A view looking over the future 3,058-acre Ivins Conservation Easement, set to be completed by early 2025.
July 23, 2024
Future 3,058-acre Groundhog Conservation Easement Receives Funding
A new conservation easement project by the Montezuma Land Conservancy (MLC) has received $1,527,000 from the Natural Resources Conservation Service (NRCS).
The Ivins conservation easement, a 3,058-acre project near the Lone Cone State Wildlife Area in Dolores County, will be funded through a $1,527,000 grant from the NRCS-Agricultural Conservation Easement Program (ACEP).
This project, adjacent to the Lone Cone State Wildlife Area, adds to MLC’s continued effort to preserve and protect historic working lands and critical wildlife habitat in the Groundhog region.
The 3,058-acre ranch protects productive water rights and crucial big game habitat, for species like Elk and black bear, along with preserving riparian habitat for river otter and golden eagles. Most crucially, the project ensures a critical migratory corridor for elk and mule deer between Lone Cone State Wildlife Area and Dry Creek Basin and Lower Disappointment Creek remains intact. With increased development throughout the region, preservation of these migratory corridors has become an increasingly urgent effort for MLC.
“This conservation easement expands upon the Ivins family’s existing conservation easement efforts,” said Clint Evans, State Conservationist for the NRCS in Colorado. “It will help protect a multi-generational, working, prime, agricultural ranch that helps protect and provide habitat for the federally listed threatened Lynx. The property also helps improve forage and vegetation for elk, deer, smaller mammals, and birds. The Family’s commitment to conserving this important agricultural landscape made this project a perfect fit for ACEP.”

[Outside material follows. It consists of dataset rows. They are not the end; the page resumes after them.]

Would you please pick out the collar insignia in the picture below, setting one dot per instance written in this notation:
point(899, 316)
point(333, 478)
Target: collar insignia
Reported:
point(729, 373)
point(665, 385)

This easement adds to the more than 15,000 acres of private lands already conserved in the Groundhog region, 6,750 acres of which are under easement thanks to the generosity and future-thinking of the Ivins family ranch. These lands, together protected over a multi-year and landscape-scale effort by MLC, will help to ensure a vibrant and biodiverse Groundhog region is available for people and wildlife for generations to come.

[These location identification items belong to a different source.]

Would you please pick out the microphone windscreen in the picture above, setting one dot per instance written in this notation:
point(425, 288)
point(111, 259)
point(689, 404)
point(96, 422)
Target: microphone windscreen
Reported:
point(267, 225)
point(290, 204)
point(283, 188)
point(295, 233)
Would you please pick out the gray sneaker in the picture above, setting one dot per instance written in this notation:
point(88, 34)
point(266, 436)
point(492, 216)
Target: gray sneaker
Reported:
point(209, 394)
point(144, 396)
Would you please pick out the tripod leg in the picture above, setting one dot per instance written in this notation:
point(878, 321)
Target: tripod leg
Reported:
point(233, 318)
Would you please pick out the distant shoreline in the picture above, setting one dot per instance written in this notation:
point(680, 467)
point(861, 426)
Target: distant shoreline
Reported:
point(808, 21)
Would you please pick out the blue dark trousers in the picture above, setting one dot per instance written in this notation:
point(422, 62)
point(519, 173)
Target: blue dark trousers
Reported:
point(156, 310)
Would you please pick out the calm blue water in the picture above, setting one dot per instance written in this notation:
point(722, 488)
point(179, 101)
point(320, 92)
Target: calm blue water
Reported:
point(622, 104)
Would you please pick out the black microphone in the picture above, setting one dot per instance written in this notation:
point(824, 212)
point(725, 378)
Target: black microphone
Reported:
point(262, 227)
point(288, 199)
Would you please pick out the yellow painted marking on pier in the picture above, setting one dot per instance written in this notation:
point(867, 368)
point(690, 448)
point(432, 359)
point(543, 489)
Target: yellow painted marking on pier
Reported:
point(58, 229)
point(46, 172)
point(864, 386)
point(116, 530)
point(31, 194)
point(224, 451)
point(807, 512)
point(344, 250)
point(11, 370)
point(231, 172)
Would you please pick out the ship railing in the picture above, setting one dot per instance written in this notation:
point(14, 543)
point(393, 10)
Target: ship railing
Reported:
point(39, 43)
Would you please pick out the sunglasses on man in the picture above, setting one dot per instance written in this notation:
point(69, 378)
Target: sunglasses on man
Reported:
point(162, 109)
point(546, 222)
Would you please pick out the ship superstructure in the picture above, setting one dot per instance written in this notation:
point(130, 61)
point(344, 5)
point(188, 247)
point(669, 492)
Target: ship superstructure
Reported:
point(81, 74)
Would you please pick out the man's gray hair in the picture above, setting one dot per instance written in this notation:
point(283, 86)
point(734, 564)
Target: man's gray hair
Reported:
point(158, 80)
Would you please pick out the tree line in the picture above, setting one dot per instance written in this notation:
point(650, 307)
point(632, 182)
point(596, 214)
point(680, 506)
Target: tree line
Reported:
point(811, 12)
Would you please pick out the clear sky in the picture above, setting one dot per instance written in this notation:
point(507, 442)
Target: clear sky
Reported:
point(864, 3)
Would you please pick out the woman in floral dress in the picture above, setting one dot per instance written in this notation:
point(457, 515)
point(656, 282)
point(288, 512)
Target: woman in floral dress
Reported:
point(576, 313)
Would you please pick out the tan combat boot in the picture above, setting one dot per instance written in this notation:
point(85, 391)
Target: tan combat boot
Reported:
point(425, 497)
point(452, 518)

About the NRCS-Agricultural Conservation Easement Program
The Agricultural Conservation Easement Program (ACEP) protects the agricultural viability and related conservation values of eligible land by limiting nonagricultural uses which negatively affect agricultural uses and conservation values, protect grazing uses and related conservation values by restoring or conserving eligible grazing land, and protecting and restoring and enhancing wetlands on eligible land.